2.3.2. Analysis of the Material Conveying Process under Screw Action

(1) Analysis of the particle velocity during axial conveyance of materials

In the process of conveying the complex, the screw conveying shaft rotates around the X-axis at a constant velocity w. The motion state of the complex at a distance r from the center of the screw shaft and on the screw blade surface was analyzed. Under the push and pull of the screw blade, the complex exhibited variable motion. The velocity analysis is shown in Figure 5.

When the complex is not under a frictional action, its velocity is $v_n$ perpendicular to the screw blade. When it is under a frictional action, its velocity deviates by β to become v [25,26]. From the velocity analysis in Figure 3, it can be obtained that:

(3)$\left\{\begin{array}{l}v=\frac{v_n}{\cos \beta }\\ v_n=v_0\sin \alpha \end{array}\right.$

Meanwhile, the carrier velocity of the complex on the screw blade is:

(4)$v_0=r\cdot w=\frac{\pi n}{30}\cdot \frac{S}{2\pi \mathit{tg}\alpha }=\frac{S}{60\mathit{tg}\alpha }$

At this moment, the axial and circumferential components of the velocities $v_x$ and $v_t$ are:

(5)$\left\{\begin{array}{l}{v}_x=v\cos \left(\alpha +\beta \right)\\ v_t=v_x\tan (\alpha +\beta )\end{array}\right.$

Meanwhile, as $f=\tan \beta$ and the linear velocity of the edge of the screw blade is the highest, the criticality principle is applied. Suppose Δr = r and substitute Formula (4) into Formula (5) to obtain the axial velocity of the complex:

(6)$v_x=\frac{Sn}{60}{\cos }^2\alpha (1-f\mathit{tg}\alpha )$

It can be found from the calculation that:

(7)$\left\{\begin{array}{l}\cos \alpha =\frac{1}{\sqrt{1+{(\frac{S}{2\pi r})}^2}}\\ \tan \alpha =\frac{S}{60\mathit{tg}\alpha }\end{array}\right.$

Substitute Formula (7) into Formula (6) to obtain:

(8)$v_x=\frac{Sn}{60}\cdot \frac{1-f\frac{S}{2\pi r}}{{(\frac{S}{2\pi r})}^2+1}$

Here, $f$—frictional coefficient, 0.43; $r$—distance between the complex and the shaft center, 0.2 m; and $S$—screw blade pitch, 0.4 m.

When the speeds of the screw conveying shaft and the material are known, at the same radius r, the larger the screw blade pitch, the greater the movement velocity of the materials.
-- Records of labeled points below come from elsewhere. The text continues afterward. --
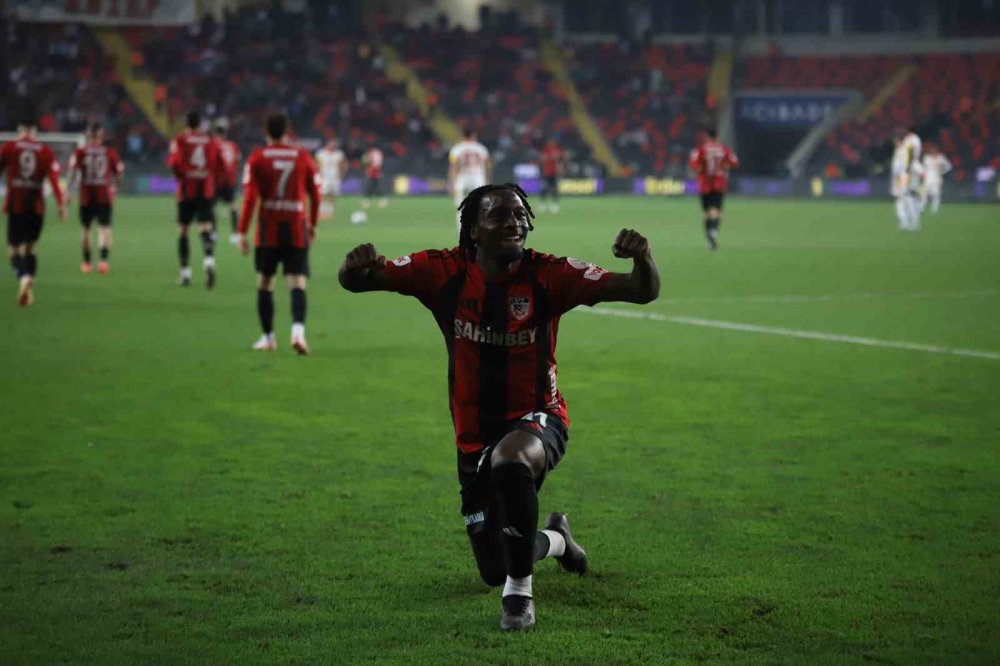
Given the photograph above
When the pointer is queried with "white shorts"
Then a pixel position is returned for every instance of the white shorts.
(465, 184)
(330, 187)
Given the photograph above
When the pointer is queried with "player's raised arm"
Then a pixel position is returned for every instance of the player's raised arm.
(363, 270)
(642, 285)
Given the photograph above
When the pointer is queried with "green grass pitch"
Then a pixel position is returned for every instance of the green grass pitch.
(168, 496)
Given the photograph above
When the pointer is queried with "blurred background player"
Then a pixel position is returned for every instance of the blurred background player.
(936, 165)
(373, 161)
(906, 179)
(280, 177)
(553, 158)
(711, 161)
(469, 167)
(27, 163)
(98, 170)
(194, 159)
(225, 177)
(332, 168)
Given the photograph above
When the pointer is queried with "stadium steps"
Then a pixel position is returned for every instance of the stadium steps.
(720, 74)
(887, 90)
(398, 71)
(138, 85)
(585, 123)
To ensure that the complex can be conveyed axially, the axial velocity of complex particles must be greater than the circumferential velocity. From Formulae (5) and (8), the axial velocity and circumferential velocity are obtained, which are 0.81 m/s and 0.74 m/s, respectively, meeting the conditions of axial migration.

(2) Analysis of the particle velocity during radial tossing of materials

In the process of screw conveying of materials, when the radial velocity of the materials increases, the materials will exhibit a tossing movement, and a tossing zone will be formed in the migration process of two adjacent screw conveyor stages. Due to the different arc lengths of the U-shaped conveyor channel, the complex will exhibit two kinds of motion: front tossing and rear tossing. The motion analysis is shown in Figure 6.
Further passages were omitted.